As another example, Carlton has officially promised to buy Derek’s virtual home for 0.001 Bitcoin (BTC) if the price of 1 BTC exceeds $30,000 within the next 90 days. The entire transaction lives in the digital realm of the metaverse: cryptocurrency is exchanged for digital real estate at a launch event. Such transactions are the basis of smart contracts, and there is no chance of breaching them because the agreement is executed automatically, and so is the computer code. The Carlton and Derek transaction becomes part of the fabric of the Metaverse legal system, and is executed automatically if the triggering event occurs.

The Metaverses already incorporate moral judgments with their own set of natural laws. While you’re restricted in VR, it can be annoying when another user approaches you or sneaks up on you (looks like they’re right in front of you). To solve this problem, Meta has provided a file personal boundaries The feature that creates a four-foot border around you that others can’t get past. There is no such rule in nature, and we learned a lot when jurisdictions attempted to implement a six-foot-tall mandate during the COVID-19 pandemic with mixed success. However, the Personal Meta Limits rule will work because Meta developers control all aspects of the metaverse.

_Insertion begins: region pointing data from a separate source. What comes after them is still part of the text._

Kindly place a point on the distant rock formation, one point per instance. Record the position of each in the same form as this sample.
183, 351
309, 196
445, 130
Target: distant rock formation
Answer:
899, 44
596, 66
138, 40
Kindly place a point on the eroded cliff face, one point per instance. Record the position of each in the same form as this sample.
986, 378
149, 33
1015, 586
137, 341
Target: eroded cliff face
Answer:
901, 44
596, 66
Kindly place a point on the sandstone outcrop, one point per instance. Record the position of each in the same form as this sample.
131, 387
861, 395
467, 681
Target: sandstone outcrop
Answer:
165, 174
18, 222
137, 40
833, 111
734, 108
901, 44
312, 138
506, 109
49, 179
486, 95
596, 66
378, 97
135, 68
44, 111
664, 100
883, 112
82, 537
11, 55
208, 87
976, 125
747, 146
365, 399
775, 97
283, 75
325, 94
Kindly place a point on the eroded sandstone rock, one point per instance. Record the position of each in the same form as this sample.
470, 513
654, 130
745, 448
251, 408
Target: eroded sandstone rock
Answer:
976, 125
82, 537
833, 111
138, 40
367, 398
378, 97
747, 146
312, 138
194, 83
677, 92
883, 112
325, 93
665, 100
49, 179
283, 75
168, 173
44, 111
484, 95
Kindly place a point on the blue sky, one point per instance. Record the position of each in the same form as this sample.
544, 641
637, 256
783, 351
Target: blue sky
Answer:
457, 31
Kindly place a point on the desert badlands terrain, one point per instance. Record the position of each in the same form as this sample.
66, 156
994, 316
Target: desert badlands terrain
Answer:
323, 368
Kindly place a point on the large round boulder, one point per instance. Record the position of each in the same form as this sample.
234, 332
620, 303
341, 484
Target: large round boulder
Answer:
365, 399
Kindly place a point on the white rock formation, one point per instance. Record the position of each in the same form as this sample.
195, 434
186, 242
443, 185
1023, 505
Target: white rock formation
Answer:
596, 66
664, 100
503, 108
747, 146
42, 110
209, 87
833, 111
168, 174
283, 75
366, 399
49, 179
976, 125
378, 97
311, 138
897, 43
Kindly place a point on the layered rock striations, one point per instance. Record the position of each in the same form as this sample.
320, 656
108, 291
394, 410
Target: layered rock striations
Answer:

Lawyers are beginning to turn their attention to the range of legal questions that will arise as metaverses become more common (eg, how will property or disputes work in the metaverse?), but we should not lose sight of the fact that the metaverse offers an opportunity to do more than just apply law to the field Exciting new technology. We can do in the virtual world what we can never hope to achieve in the real world — we can bend the standards of the virtual world to fit our moral judgments and build a space that inherently implements our understanding of what is just and equitable.